La cuarta falacia consiste en considerar que una enseñanza que alcanza a todos ha de bajar necesariamente de calidad. Antes estudiaban menos, y tocaba a más. Hoy estudian más, luego toca a menos. Pero si antes estudiaban menos no es porque lo que se exigía a los estudiantes estuviera fuera del alcance de un chico normal y corriente, era porque había pocos centros. Los alumnos de la enseñanza pública procedían en su mayoría de familias trabajadoras, lo cual demuestra que no eran inaccesibles a cualquiera que estuviese dispuesto a poner de su parte. ¿Admitiríamos que una democratización de la sanidad haya de bajar la calidad de las prestaciones? Es pues un dislate afirmar que una democratización de la enseñanza ha de llevar consigo necesariamente un descenso de la calidad. Y sobre este dislate pivota todo el sistema educativo en nuestro país.

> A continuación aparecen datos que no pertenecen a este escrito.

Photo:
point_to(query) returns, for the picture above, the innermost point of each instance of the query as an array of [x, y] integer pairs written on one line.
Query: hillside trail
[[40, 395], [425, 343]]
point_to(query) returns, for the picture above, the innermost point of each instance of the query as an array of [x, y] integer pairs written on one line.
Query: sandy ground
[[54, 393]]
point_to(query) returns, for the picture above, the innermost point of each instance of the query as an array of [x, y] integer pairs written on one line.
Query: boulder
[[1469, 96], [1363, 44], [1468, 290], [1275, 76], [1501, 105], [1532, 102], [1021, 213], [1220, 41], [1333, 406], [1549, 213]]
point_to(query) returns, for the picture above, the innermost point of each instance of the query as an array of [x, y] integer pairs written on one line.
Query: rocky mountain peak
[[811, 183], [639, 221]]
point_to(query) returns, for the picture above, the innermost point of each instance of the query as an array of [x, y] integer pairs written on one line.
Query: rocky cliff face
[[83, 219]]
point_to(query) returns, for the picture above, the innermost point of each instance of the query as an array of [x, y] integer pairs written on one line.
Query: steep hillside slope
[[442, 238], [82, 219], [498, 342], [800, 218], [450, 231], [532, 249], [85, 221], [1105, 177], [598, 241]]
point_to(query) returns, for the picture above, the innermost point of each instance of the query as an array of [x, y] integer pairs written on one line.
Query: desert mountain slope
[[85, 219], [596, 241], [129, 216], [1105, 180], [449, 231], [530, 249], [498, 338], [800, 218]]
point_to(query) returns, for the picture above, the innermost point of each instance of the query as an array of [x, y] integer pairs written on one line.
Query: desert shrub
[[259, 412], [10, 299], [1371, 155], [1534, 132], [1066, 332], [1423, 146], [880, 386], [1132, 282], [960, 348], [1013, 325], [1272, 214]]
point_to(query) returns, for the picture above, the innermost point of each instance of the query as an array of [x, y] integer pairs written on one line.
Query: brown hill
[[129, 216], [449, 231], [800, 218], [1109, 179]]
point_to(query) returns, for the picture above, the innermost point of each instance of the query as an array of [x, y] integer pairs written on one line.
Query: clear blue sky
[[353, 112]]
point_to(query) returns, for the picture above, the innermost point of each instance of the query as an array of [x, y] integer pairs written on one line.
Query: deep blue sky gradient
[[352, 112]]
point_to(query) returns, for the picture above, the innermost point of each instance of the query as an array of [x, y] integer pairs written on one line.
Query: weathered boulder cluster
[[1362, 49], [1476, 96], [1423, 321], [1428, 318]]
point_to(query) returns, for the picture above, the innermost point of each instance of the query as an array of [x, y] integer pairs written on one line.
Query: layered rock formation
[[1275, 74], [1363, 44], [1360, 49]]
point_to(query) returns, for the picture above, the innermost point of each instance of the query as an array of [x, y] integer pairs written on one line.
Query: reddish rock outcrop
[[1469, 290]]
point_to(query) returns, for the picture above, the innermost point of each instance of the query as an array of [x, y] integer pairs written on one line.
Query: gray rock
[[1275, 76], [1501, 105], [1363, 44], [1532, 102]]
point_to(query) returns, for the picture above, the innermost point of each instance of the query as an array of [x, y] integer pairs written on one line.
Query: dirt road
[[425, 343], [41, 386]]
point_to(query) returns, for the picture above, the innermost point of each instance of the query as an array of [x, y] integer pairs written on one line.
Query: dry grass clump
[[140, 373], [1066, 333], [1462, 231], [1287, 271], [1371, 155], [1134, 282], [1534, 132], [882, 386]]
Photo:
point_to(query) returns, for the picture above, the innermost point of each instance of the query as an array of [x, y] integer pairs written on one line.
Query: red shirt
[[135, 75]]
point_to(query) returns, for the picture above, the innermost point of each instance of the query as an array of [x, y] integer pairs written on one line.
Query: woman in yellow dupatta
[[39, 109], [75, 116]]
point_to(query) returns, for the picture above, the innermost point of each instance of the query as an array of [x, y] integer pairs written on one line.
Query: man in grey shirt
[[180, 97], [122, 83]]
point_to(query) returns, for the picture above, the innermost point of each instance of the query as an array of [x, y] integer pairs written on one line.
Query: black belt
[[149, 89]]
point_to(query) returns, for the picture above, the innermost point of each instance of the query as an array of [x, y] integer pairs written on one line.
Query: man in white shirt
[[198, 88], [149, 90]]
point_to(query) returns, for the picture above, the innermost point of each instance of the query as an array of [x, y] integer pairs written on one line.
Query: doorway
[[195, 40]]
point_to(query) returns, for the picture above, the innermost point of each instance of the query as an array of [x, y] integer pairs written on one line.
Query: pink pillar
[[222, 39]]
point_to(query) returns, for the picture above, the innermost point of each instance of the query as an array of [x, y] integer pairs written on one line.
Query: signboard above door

La quinta falacia consiste, a mi manera de ver, en que se quieren resolver simultáneamente dos problemas que solo pueden ser abordados consecutivamente. La primera cuestión consiste, a mi juicio, en proporcionar a quien quiere estudiar el ambiente de trabajo y silencio que necesita para ello. La segunda, qué hacer con quien no quiere estudiar. Si la segunda se resuelve metiendo a la fuerza a los que no tienen el menor deseo de aprender al lado de los que sí lo tienen, se deja sin solución la primera. He puesto en alguna ocasión el ejemplo de las mujeres maltratadas. Todo el mundo está de acuerdo en que primero hay que proteger a la mujer maltratada y después rehabilitar al marido maltratador. Si una persona perjudica a otra, conculcando cualquier derecho, la persona perjudicada tiene derecho a ser protegida, antes de que el agresor sea rehabilitado. Y esto es lo que no entiende nuestro sistema educativo: si un alumno molesta a los otros, debe ser alejado del aula mientras no cambie de actitud, porque el derecho de quien quiere aprender ha de estar en primer lugar. Y si la agresividad o el mal comportamiento de un chico es debido a una patología, mientras dure la terapia y se dejen ver sus efectos beneficiosos, los demás estudiantes tienen derecho a ser protegidos y a no soportar malos comportamientos ni agresiones.
Artículo publicado en el Anuario de Andalucía del año 2007 y reproducido, un año más tarde, en el libro De la buena y la mala educación, Editorial Los libros del lince, 2008.